The Clean Air Act, passed in 1970, may have marked the beginning of the end for the coal industry in the region. The high-sulfur coal mined here was targeted by environmental regulation, and the rules were made more and more stringent over the years by the EPA.
“What started out as a sulfur dioxide limit of 6.8 pounds per million BTU is now around 0.2 pounds per million,” said Hopkins, who was vice president of fuel and environmental safety with the co-op. “What started out as 1.2 pounds of nitrogen oxide per million BTU is now down to 0.12 or something like that. It’s crazy. It’s 90% lower over time.”
The green energy push today may pound more nails into the coffin. Illinois Gov. J.B. Pritzker recently signed a bill calling for the end of coal as a power source and mandating only clean energy production by 2050.

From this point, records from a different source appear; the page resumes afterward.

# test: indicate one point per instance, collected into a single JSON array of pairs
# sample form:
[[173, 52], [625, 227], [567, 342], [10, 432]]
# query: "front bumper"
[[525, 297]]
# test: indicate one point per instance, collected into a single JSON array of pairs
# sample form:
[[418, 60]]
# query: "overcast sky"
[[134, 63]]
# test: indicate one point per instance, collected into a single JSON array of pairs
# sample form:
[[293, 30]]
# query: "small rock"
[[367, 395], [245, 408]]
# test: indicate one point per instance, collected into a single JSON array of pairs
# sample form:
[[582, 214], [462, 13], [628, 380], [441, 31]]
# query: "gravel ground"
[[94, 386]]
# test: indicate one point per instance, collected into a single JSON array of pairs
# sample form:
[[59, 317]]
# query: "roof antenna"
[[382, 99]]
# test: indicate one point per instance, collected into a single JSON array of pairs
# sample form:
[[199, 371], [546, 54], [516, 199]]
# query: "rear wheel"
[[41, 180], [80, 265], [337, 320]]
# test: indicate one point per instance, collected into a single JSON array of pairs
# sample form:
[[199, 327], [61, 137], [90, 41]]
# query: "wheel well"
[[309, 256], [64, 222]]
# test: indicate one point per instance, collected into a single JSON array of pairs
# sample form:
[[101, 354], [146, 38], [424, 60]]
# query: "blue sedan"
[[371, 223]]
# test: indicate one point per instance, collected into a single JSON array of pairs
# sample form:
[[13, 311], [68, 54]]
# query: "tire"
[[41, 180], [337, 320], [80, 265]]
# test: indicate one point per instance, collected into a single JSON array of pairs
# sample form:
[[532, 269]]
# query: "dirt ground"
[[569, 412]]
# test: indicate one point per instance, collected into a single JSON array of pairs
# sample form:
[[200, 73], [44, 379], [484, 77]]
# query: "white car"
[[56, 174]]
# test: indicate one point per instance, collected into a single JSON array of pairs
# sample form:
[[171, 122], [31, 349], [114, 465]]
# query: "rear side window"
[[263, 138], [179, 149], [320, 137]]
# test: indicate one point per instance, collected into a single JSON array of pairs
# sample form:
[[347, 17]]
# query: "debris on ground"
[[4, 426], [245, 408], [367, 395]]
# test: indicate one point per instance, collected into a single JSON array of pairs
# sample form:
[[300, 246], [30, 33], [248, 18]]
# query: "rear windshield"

“There used to be a lot of resistance to alternative energy like solar from communities because they felt an allegiance to coal companies,” said Rick Linton, director of the Franklin County Economic Development Corp. “That’s understandable, because so much was built by coal. But that seems to be dissipating.”
Still, the region is ill-prepared to transition from coal, gas and oil to solar and wind. While many politicians claim that the new economy will provide green jobs, those jobs may not materialize in areas like southern Illinois.
“For us to get into clean energy technology we need an available, capable workforce,” Linton said. “We have a lot of unemployed people, but a lot of companies are looking for somebody with a technical background or education. We also don’t have the population base to draw from. That puts us in a weak position when it comes to attracting companies.”
The region does have good infrastructure, including 18,900- acre Rend Lake, the second-largest reservoir in Illinois. Interstate highways crisscross the region. Commercial airports in Carbondale and Marion serve as commuter hubs. The Mississippi, Ohio and Wabash rivers border southern Illinois. The nearby Shawnee National Forest — the only national forest in Illinois — provides various recreational opportunities.
“We’re really blessed with water and transportation,” Linton said. “But we’re not going to attract retail into the area because we don’t have a population base to support consumer spending.”
Meanwhile, the region grapples with the loss of jobs and lack of economic growth. The closing of coal mines also affects ancillary businesses, such as machine shops and other service industries.
Illinois Basin Enterprises, which installed and serviced conveyor belts in mines across the region, was forced to shut down a few years ago.
“We got up to about a dozen employees,” said Randy Manning, owner of the business, which was based in nearby Benton, the Franklin County seat. “Many of the mines were running three shifts.”
The industry began suffering in the late 1980s when the price of coal fell dramatically.
“The coal market dropped out,” Manning said. “Union mines were asking the workers to take some cuts. They didn’t want to do that. Some of the coal mines had to shut down. Imagine all the taxes that were lost.”
In some ways, the coal industry is a victim of its own success. Longwall mining — a method in which machines chew large swaths of coal underground— replaced room-and-pillar mining, in which pillars of coal were left to help support the top. That meant fewer workers and more efficient production, shortening the lives of mines.
“When I started, coal didn’t produce like they do now,” Manning said. “Mainline belts were 42 to 48 inches. Now many are 84 inches wide. Longwall mines still employed quite a few people, but they produced so much coal that the life of the mine would shorten.”
Hopkins believes those pushing for the elimination of fossil fuels may be sorry in the near future.
“The country as a whole will be hurting for electricity in 10 or 15 years,” he said. “It’s becoming clear that the sun doesn’t always shine and the wind doesn’t always blow. It’s tough to compete with coal.”